What happened in the UK is not fated to happen in the US, as despite having a shared history we are two different countries. But there is a lesson for Americans as we head into 2020. American political pundits saying that the British election proves left-wing policies cannot win are not merely wrong but are perilously close to a willful lie. When running against a strongman leader, as both Donald Trump and Johnson are, the opposition must understand who needs to show up for them on Election Day, and offer a simple, consistent message that speaks that voter’s language. Parties must be willing to step outside the box, and draw the appropriate lines no matter who gets upset or how it breaches the “civility” they are used to. Voters’ personal dislike of Corbyn aside, he wasn’t offering anything new that Johnson wasn’t, and didn’t appear like a principled leader, Johnson did. Much like Joe Biden isn’t offering anything new and is priding himself on keeping everything the same. But if the old way of things was so great, we wouldn’t be in the political, economic and social turmoil we are in now.
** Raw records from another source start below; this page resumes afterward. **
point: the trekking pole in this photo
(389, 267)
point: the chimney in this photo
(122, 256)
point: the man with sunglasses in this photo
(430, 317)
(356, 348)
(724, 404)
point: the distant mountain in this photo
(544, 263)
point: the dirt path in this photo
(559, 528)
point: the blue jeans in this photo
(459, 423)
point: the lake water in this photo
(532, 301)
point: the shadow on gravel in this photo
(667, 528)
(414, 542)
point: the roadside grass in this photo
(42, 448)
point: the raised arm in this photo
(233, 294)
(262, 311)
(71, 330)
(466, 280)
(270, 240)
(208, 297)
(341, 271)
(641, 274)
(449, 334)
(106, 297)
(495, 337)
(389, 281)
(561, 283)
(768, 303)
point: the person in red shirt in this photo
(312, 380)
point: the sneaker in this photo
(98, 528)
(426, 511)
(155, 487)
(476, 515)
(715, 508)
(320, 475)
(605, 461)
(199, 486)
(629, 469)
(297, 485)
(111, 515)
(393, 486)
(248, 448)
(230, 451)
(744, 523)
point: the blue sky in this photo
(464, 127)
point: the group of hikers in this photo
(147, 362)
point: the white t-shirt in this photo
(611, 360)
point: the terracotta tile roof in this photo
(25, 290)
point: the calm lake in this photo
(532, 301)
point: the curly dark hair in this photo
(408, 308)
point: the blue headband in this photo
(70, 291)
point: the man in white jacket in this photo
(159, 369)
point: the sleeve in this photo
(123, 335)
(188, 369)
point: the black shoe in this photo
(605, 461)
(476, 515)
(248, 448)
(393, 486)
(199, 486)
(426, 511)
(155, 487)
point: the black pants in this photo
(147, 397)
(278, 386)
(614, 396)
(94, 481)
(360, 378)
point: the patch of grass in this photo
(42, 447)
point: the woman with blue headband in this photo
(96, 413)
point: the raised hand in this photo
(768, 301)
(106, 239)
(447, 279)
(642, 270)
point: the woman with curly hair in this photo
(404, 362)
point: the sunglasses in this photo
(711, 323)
Moreover, the American voters that the Democratic party needs to turnout come November 3, 2020, Millennials, Generation Z, women, people of color, do not want the same old, same old. We want something new. We want leaders to speak our language as Boris Johnson did to British voters, no matter what feathers are ruffled. Thus, the British election should be read as a rejection of centrism not progressivism. A rejection of leaders who have yet to learn, that when you try to please everyone, you end up pleasing no one.